箱入り娘に、SPを。
今日はやけに靴の音が響いて聞こえた。
いつもはそんなに気にならない音なのに、今日だけは違う。

マンションのエントランスを通り抜け、エレベーターを呼び出した。
すぐにそれは到着し、ぱっとドアが開く。


エレベーターに乗り込んで、少し遅れて乗り込んできた小太郎さんと、ようやく、やっとのことで、顔を合わせることができた。
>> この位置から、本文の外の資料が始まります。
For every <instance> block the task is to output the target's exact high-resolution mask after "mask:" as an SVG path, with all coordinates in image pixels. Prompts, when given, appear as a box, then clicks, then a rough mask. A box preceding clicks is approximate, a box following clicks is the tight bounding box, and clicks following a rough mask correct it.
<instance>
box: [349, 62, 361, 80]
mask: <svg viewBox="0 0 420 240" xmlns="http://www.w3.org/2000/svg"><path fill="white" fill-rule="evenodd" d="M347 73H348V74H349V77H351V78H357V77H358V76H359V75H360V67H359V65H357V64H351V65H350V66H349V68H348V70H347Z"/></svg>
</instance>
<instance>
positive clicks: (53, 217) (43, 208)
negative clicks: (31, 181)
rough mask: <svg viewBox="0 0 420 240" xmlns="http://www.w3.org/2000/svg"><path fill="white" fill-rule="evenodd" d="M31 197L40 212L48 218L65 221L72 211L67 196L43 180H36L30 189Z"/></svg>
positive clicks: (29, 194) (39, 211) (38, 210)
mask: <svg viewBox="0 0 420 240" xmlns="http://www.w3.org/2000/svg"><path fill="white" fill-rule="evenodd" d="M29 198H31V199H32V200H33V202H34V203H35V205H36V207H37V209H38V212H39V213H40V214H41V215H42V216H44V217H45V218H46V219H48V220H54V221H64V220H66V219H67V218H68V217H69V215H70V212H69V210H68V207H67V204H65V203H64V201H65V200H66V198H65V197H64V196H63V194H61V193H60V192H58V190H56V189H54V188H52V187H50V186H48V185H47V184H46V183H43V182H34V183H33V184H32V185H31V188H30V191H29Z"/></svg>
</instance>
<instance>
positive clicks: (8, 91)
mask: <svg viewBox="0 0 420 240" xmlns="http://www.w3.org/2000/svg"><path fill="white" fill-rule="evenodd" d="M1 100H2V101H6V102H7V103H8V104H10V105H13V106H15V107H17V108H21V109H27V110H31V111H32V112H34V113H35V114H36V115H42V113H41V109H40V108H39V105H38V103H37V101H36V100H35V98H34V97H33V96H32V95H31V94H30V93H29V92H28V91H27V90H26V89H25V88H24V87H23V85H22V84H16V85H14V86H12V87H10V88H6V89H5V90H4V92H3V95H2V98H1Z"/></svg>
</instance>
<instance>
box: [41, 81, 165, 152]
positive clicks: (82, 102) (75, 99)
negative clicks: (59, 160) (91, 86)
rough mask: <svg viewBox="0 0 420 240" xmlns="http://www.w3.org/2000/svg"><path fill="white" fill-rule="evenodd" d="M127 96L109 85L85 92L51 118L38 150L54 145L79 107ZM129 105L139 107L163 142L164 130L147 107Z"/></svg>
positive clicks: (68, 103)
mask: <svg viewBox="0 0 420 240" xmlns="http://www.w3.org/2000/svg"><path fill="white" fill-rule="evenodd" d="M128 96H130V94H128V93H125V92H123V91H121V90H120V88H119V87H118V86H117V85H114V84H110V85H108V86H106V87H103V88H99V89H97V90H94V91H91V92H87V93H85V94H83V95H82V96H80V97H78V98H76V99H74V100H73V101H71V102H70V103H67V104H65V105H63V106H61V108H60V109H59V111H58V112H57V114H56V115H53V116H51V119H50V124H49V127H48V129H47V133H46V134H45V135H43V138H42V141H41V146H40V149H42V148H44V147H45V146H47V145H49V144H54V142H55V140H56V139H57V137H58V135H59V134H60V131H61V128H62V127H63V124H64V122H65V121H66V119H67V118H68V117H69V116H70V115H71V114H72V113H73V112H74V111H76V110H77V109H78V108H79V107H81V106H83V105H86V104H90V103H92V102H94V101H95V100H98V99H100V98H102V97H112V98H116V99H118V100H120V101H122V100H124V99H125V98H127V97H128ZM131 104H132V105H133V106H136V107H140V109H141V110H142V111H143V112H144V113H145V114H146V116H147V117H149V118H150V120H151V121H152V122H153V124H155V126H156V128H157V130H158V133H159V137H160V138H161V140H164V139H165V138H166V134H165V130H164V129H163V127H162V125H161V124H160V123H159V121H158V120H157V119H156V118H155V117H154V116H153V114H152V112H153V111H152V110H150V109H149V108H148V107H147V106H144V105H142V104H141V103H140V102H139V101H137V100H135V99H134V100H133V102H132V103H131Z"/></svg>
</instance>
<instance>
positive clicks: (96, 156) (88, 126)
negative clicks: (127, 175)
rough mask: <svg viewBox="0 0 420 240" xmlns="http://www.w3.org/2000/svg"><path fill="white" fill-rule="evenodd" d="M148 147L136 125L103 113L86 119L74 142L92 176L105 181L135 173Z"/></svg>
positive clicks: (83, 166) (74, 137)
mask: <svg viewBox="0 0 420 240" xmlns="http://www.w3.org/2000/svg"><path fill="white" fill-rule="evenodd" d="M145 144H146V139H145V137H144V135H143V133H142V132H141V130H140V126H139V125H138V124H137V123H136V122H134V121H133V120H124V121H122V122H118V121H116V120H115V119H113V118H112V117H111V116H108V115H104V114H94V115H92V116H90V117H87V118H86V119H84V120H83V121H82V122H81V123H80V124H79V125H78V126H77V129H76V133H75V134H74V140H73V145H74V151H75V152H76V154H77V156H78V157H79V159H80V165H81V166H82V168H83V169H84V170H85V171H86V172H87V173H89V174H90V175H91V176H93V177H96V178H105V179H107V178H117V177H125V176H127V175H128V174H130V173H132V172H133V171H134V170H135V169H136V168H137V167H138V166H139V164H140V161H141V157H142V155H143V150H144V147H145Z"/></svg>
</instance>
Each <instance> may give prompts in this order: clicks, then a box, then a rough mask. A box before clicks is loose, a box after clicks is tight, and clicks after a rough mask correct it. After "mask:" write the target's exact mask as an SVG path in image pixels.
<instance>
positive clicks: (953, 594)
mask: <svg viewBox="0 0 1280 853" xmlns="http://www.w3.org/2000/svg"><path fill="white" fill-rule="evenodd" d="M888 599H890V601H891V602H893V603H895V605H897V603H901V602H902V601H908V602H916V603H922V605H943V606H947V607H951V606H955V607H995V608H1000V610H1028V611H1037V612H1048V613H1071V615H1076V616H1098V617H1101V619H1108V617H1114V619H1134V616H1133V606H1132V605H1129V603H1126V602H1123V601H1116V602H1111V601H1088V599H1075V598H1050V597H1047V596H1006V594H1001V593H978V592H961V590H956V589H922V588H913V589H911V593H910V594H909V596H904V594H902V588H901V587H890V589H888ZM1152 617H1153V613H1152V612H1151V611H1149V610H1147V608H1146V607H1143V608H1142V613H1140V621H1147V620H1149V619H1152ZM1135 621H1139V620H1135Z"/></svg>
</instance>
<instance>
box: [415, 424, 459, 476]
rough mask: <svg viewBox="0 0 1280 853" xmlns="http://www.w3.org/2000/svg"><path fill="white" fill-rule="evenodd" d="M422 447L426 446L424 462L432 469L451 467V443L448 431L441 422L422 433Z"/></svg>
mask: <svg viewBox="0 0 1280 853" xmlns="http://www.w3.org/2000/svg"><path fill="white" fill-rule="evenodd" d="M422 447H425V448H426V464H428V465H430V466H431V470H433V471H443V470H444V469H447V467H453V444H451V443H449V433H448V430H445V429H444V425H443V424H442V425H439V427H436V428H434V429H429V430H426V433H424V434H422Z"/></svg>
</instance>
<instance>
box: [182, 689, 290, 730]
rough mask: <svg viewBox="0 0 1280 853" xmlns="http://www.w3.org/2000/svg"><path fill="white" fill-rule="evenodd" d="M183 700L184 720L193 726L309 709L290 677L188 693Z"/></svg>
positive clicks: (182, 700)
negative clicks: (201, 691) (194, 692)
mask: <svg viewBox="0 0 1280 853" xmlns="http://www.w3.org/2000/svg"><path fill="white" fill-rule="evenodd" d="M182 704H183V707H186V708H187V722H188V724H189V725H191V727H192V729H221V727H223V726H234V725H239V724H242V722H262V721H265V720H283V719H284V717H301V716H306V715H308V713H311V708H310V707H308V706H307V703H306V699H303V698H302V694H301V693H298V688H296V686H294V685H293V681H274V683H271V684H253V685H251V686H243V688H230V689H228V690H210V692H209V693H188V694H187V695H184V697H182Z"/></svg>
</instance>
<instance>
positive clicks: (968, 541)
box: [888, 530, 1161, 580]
目が合うとにこっと微笑まれて、好き、と心の中でつぶやく。
こんなにドキドキするのも、会う回数が減ったらどうなるんだろう。


『6』を押して、ドアがゆっくり閉まる。

そのドアが閉まった瞬間、彼の手が私の手をとった。

声が出そうになって、それよりも先に心臓が制御できないほど跳ねまくり、何が起きたんだと頭が震える。
完全にこの時の私は顔からすべての感情が漏れ出ていたと思うのだが、小太郎さんは落ち着き払った様子でもう一度

「ごめんね、美羽さん」

と今度はちゃんと目と目を合わせて、手も繋いで言われた。

「は、は、はい、あの、」

手が、手が、手が。

おろおろして、彼の目と繋がれた手を視線が行ったり来たり。
そんな私をよそに、彼はいたって真剣だった。

「今しか誰にも見られずに二人きりになれないでしょ」

「そう、かも、しれないんですが、あの、」

外での彼とだいぶ違うんですけど、どうしたら?

あたふたしている私とは対照的に、彼は一瞬視線をさまよわせたあと、

「もう今だけしかないから、ちょっといいかな」

と言って、思いっきり正面から抱きしめてきた。


なにが─────起きてるの?

ぎゅうっと全身を抱きしめられ、もはや私の思考回路は完全停止状態にあった。